Tuesday, December 27, 2005

Israeli settlers start wave of West Bank outposts


Is there a point to this? They agreed to leave volountarily (according to the article), so what statement are they making?

From Reuters:

Jewish settlers set up 13 makeshift outposts in the occupied West Bank on Tuesday in a show of strength ahead of Israeli elections that could swing on the growing debate over the territory.

Prime Minister Ariel Sharon has vowed to keep major West Bank settlements but has said that some isolated communities may one day have to be dismantled as a way of ending decades of conflict with the Palestinians.

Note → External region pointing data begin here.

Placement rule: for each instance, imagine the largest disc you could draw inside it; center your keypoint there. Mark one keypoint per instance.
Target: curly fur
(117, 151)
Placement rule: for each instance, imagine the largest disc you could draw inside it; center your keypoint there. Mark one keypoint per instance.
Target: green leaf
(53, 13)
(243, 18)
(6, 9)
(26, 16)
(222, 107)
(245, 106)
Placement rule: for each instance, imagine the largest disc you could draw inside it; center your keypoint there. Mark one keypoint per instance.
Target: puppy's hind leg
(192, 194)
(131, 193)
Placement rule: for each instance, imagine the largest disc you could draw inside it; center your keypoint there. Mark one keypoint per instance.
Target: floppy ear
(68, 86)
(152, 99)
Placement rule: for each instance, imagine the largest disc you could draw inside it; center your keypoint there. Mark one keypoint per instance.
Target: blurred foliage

Jewish ultranationalists, furious at Sharon for pulling troops and settlers from the Gaza Strip this year, stake a biblical claim to the land Israel captured in the 1967 war. Palestinians want all of the West Bank and Gaza for a state.

On a hilltop south of Jerusalem, young settlers in knitted skullcaps hammered up wooden frames for buildings.

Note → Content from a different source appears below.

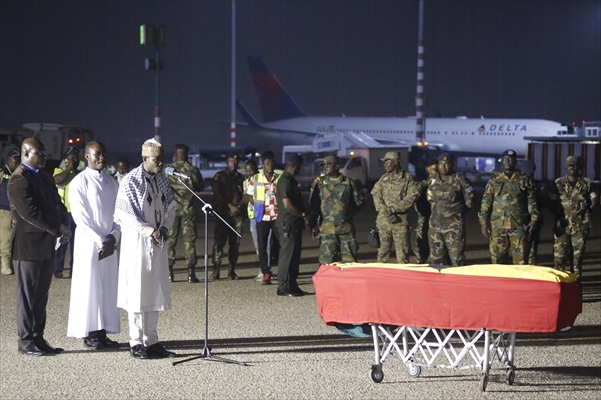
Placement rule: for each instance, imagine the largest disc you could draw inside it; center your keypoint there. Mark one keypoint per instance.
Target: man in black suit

"The land of Israel belongs to the people of Israel and we are not going to give it up," said Yehuda Matar, 17, from the Efrat settlement, its red roofs visible in the distance.

An Israeli military source said the army was treating the action as a protest of tent encampments and that the settlers had said they would eventually leave, but would be evacuated if they did not.

Nabil Abu Rdainah, a spokesman for Palestinian President Mahmoud Abbas, urged Israel "to cease these activities and uproot the outposts".

Israel is meant to remove dozens of West Bank outposts not authorised by its government under the U.S.-led "road map" for Palestinian statehood, but almost all remain.

Israel has also failed to stop building inside established settlements, all branded illegal by the World Court. Israel disputes this. New building tenders were announced on Monday for 228 West Bank settlement homes.

Palestinians have failed to meet their own road map pledge to start disarming militants.

Good thing we got that final sentence in. Barely.